A new Gallup survey finds that 40% of US employees now use AI at least a few times a year at work, nearly double the level of two years ago. Yet only 22% say their employer has a clear plan for how AI should be used. The gap between adoption and strategy is widening, and that should worry leadership teams more than the adoption number itself.
What the numbers mean
The 40% figure captures a broad definition — anyone using AI a few times a year. It includes people experimenting with ChatGPT, running prompts in Copilot, using AI features in email or CRM and building lightweight automations. It is not the same as 40% of work being AI-driven. But it does mean AI has moved from a niche productivity tool to a routine part of many jobs.
The more important number is the 22%. If fewer than one in four employees see a clear organisational plan, then most AI use is happening without guidance on:
- what tools are approved;
- what data can be shared with AI systems;
- how outputs should be checked;
- which tasks should not be delegated;
- who is accountable when something goes wrong.
That is a governance gap, not just a communication gap.
Why strategy lags adoption
AI tools are easy to access and hard to block. Employees can sign up for a consumer chatbot, install a browser extension or enable AI features in software already on their machine. By the time IT or leadership notices, the tool is embedded in someone’s workflow.
Organisations then face a choice: ban, ignore or govern. Banning rarely works and often drives use underground. Ignoring works until a mistake happens. Governing requires effort that many leadership teams have not yet prioritised.
The result is a pattern we see repeatedly: widespread low-level adoption, pockets of genuinely useful experimentation, and almost no systematic way to scale what works or stop what does not.
What a clear plan actually looks like
A plan does not need to be a 100-page strategy document. It needs to answer a short list of practical questions:
What is approved? A simple list of permitted tools, with approved use cases and any restrictions. Employees should not have to guess.
What is off-limits? Be explicit about tasks AI should not perform: finalising client advice, handling regulated data, making financial commitments, hiring decisions and so on.
How do we check outputs? Define the minimum standard for human review. Not every output needs checking, but the ones that matter do.
How do we share learnings? Create a channel for people to report what works and what fails. Without this, the organisation learns only from incidents.

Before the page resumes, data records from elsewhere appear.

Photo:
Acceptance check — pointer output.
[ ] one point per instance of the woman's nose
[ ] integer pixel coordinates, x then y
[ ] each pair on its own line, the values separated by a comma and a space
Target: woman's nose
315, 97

Who owns the policy? Assign responsibility. If everyone owns AI strategy, no one does.
The risk of waiting
Gallup’s data suggests the default path is more adoption without more governance. That path leads to inconsistent customer experiences, data leakage, compliance exposure and a growing divide between employees who use AI effectively and those who use it carelessly.
The firms that close the gap will not be the ones that slow adoption. They will be the ones that give employees a clear frame within which to adopt. Strategy does not need to be perfect. It needs to be present.